16. Le fait que le procédé selon la demande ait échappé à l'industrie de l'acier paraît compréhensible lorsqu'on se demande si un besoin urgent s'est fait sentir en ce qui concerne ce procédé et, dans l'affirmative, à quel moment. La requérante a elle-même exposé que le procédé de soufflage d'oxygène, tel qu'il avait été introduit 30 ans auparavant dans la technique, était rationnel et attractif d'un point de vue économique mais que, du fait de la mise en place et surtout du renforcement des lois sur l'environnement ces dernières années, les coûts d'investissement pour des installations de dépoussiérage et de filtration s'étaient accrus d'environ 25, ce qui a entraîné un renchérissement de l'acier de 5 à 10 DM/t. Cela montre, selon la Chambre, que pendant toute une longue période il n'y avait pas de raison de s'écarter du procédé de soufflage à l'oxygène qui avait été introduit avec succès et fonctionnait en outre avec des appareils coûteux ayant une longue durée de vie, et que le besoin concernant le procédé de la requérante, qui respecte l'environnement conformément à la tendance actuelle, s'est fait sentir assez peu de temps avant la date de priorité de la présente demande.
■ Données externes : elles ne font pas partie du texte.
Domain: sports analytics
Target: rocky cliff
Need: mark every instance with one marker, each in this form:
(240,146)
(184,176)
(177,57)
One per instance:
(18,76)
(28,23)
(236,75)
Un procédé qui a été conçu en vue de satisfaire un besoin apparu assez peu de temps avant la date de priorité revendiquée pour la demande ne peut pas être considéré comme impliquant une activité inventive dès lors que ce besoin pouvait être immédiatement satisfait par la combinaison évidente d'enseignements tirés de l'état de la technique.
17. Ces considérations ne s'appliquent pas seulement à la revendication 1, mais aussi aux sous-revendications 2 à 7. Celles-ci se réfèrent à la revendication principale et ne constituent que des formes préférées de réalisation du procédé selon la revendication 1: elle ne sont donc pas non plus admissibles.
18. ... la Chambre considère le recours comme non fondé.
DISPOSITIF
Par ces motifs, il est statué comme suit:
Le recours dirigé contre la décision de la Division d'examen de l'Office européen des brevets en date du 17 février 1981 est rejeté.